A high school student just built an AI model that can detect poaching activity in rainforests with remarkable accuracy. By training a model to distinguish the sounds of gunshots and chainsaws from the normal clamor of the jungle, he proved that consumer-grade hardware and accessible algorithms can now solve problems once reserved for state-funded labs. This isn't an isolated event; it's a signal that specialized AI is becoming radically accessible.

🚧 The Problem

Conservationists and environmental researchers are drowning in data.
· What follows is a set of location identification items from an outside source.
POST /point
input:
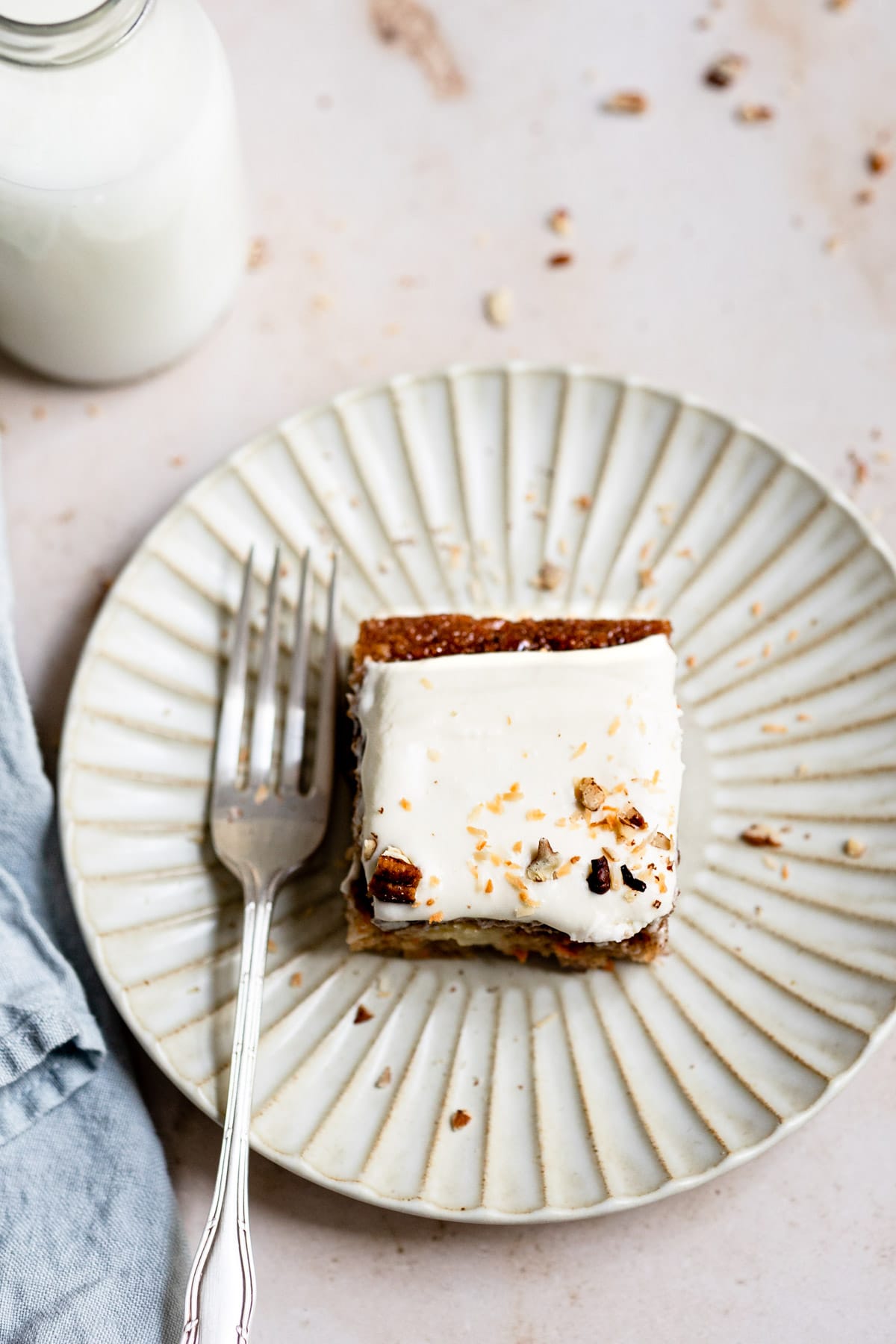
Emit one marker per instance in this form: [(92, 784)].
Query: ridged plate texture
[(586, 1093)]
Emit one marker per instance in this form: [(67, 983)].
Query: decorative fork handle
[(220, 1289)]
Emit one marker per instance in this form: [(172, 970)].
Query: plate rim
[(364, 1192)]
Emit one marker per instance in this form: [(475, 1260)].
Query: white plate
[(588, 1092)]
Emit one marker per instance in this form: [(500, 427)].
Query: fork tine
[(262, 745), (326, 753), (296, 710), (230, 726)]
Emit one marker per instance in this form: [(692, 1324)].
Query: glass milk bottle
[(122, 231)]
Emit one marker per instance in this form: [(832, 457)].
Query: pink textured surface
[(700, 262)]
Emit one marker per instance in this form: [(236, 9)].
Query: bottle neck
[(47, 46)]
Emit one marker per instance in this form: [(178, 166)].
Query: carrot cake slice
[(517, 788)]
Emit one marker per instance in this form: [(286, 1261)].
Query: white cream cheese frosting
[(469, 764)]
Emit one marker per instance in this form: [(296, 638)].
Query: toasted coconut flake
[(370, 846), (548, 578), (754, 112), (544, 866), (561, 221), (628, 101), (759, 835), (499, 307)]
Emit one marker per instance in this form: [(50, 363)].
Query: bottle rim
[(87, 37)]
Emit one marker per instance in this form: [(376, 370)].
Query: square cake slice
[(517, 788)]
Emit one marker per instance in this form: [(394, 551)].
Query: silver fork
[(264, 835)]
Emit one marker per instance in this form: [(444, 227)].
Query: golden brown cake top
[(405, 638)]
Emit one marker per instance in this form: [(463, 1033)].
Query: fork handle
[(220, 1289)]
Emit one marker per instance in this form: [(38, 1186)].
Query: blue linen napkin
[(90, 1243)]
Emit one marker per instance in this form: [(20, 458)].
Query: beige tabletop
[(403, 163)]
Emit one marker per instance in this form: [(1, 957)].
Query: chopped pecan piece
[(591, 796), (395, 878), (600, 877), (762, 835), (630, 880), (544, 865), (632, 820), (724, 70)]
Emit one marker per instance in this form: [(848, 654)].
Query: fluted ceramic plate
[(588, 1093)]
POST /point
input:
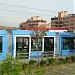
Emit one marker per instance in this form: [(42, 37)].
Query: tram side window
[(0, 44), (68, 43)]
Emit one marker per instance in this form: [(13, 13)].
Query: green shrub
[(51, 60), (42, 62), (32, 62), (9, 67), (61, 61)]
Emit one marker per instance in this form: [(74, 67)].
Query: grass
[(64, 69)]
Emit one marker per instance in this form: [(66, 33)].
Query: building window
[(0, 44), (35, 44), (68, 43)]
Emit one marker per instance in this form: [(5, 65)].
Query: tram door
[(22, 46), (48, 44)]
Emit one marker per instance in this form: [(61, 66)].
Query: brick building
[(64, 20)]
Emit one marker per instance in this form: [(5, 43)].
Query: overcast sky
[(14, 12)]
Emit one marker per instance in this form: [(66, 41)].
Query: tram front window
[(49, 44), (68, 43), (22, 45), (0, 44)]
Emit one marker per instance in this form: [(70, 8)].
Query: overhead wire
[(23, 12), (27, 7)]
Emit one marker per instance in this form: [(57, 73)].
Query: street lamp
[(37, 34)]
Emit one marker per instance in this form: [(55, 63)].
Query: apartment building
[(34, 22), (64, 20)]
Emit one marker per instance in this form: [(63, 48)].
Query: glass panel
[(68, 43), (49, 43), (0, 44), (34, 44)]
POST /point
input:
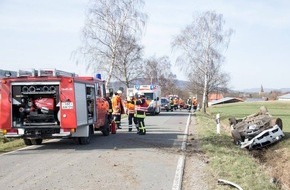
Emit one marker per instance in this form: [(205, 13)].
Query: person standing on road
[(130, 111), (194, 103), (171, 103), (108, 98), (118, 109), (140, 113)]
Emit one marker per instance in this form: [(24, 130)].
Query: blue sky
[(43, 34)]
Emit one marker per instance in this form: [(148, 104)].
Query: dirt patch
[(277, 164), (196, 172)]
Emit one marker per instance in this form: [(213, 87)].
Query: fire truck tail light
[(4, 131), (68, 130), (11, 131)]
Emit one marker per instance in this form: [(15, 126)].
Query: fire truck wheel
[(87, 140), (279, 123), (36, 141), (27, 142)]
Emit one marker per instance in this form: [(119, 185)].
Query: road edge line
[(177, 183)]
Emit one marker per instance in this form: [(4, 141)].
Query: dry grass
[(275, 159)]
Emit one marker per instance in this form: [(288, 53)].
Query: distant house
[(225, 100), (284, 97)]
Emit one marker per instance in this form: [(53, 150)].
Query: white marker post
[(218, 127)]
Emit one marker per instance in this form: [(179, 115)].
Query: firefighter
[(130, 105), (118, 109), (140, 113), (194, 103), (189, 103), (108, 98), (171, 103), (175, 103)]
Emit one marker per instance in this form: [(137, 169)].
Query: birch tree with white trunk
[(200, 47), (107, 23)]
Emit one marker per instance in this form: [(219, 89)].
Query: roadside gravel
[(196, 172)]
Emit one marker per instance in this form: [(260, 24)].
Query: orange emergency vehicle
[(49, 103)]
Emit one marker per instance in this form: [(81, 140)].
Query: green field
[(256, 169), (277, 109)]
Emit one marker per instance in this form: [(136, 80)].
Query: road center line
[(180, 164)]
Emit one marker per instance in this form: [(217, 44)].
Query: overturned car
[(257, 130)]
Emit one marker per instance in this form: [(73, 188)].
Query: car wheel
[(279, 123)]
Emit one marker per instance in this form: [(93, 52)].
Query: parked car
[(165, 104)]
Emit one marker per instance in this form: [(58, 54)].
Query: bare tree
[(201, 45), (107, 22), (158, 71)]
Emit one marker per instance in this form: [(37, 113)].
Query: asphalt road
[(119, 161)]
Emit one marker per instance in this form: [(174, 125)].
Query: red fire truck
[(49, 103)]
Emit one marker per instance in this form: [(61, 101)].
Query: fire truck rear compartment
[(35, 106)]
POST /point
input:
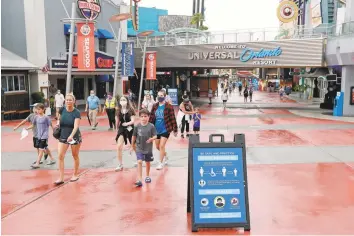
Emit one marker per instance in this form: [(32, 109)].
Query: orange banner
[(86, 46), (151, 65)]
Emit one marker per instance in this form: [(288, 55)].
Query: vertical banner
[(86, 46), (127, 59), (150, 65)]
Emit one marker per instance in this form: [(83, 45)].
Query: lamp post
[(118, 18), (143, 48)]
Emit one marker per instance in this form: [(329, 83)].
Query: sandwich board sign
[(218, 187)]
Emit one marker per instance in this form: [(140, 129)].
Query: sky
[(223, 15)]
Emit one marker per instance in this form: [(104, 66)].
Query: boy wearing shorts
[(42, 123), (144, 135), (30, 119), (196, 118)]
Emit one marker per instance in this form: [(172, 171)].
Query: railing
[(249, 35)]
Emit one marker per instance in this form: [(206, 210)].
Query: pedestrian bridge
[(256, 48), (191, 36)]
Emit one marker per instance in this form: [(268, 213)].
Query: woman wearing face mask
[(110, 108), (187, 108), (148, 102), (125, 124), (163, 117)]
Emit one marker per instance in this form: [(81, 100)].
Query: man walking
[(93, 106), (59, 102)]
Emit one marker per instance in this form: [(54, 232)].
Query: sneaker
[(147, 179), (119, 167), (159, 166), (50, 162)]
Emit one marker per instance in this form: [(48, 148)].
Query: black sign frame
[(238, 142)]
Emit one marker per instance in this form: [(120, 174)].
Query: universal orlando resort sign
[(258, 57)]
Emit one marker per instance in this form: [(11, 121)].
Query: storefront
[(101, 80), (15, 87)]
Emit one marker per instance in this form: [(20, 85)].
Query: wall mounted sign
[(151, 65), (86, 46), (102, 62), (245, 55), (287, 11), (292, 53), (89, 9), (134, 11), (127, 59)]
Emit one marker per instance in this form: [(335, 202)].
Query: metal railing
[(249, 35)]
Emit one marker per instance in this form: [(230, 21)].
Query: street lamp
[(142, 34), (118, 18)]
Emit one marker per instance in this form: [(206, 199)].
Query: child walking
[(144, 135), (30, 119), (196, 118), (42, 123), (224, 98)]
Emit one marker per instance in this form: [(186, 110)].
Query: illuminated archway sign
[(89, 9)]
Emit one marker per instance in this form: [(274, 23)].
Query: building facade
[(39, 31)]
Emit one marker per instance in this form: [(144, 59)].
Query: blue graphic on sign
[(248, 54), (173, 93), (219, 192), (127, 59)]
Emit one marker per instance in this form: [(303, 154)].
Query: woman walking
[(148, 102), (110, 108), (69, 122), (163, 117), (187, 108), (125, 124)]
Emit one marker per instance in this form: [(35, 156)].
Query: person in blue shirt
[(93, 106), (196, 118)]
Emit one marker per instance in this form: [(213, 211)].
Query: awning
[(67, 30), (11, 61), (104, 34), (104, 78), (317, 73)]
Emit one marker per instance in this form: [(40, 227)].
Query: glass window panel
[(22, 83), (16, 83), (3, 83), (10, 83)]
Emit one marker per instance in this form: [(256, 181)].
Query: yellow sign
[(287, 11)]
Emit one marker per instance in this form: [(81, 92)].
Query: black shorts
[(42, 143), (165, 135), (35, 143), (78, 141)]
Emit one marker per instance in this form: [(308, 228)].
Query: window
[(67, 42), (13, 83), (102, 45)]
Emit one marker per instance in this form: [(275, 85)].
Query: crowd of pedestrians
[(157, 121)]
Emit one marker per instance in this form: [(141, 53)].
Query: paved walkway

They deploy fleets of audio recorders that capture thousands, sometimes millions, of hours of sound from remote ecosystems. Buried in that noise are the critical events they need to track: the call of a nearly extinct bird, the rumble of an illegal logging truck, or the crack of a poacher's rifle. Finding these signals is like trying to hear a single pin drop in a hurricane. The manpower required to listen manually is astronomical, meaning most of this vital data sits unused, and critical events are missed.

🚀 The Solution

Enter Auris. We're building an API that acts as a superhuman listener for the planet. Auris allows researchers and conservation groups to upload massive audio datasets and instantly identify specific acoustic events. Instead of manually scrubbing through terabytes of audio, a scientist can make a simple API call to find every instance of a specific jaguar vocalization or receive an immediate SMS alert when the sound of a chainsaw is detected in a protected reserve. We turn audio archives from a data liability into a searchable, actionable intelligence asset.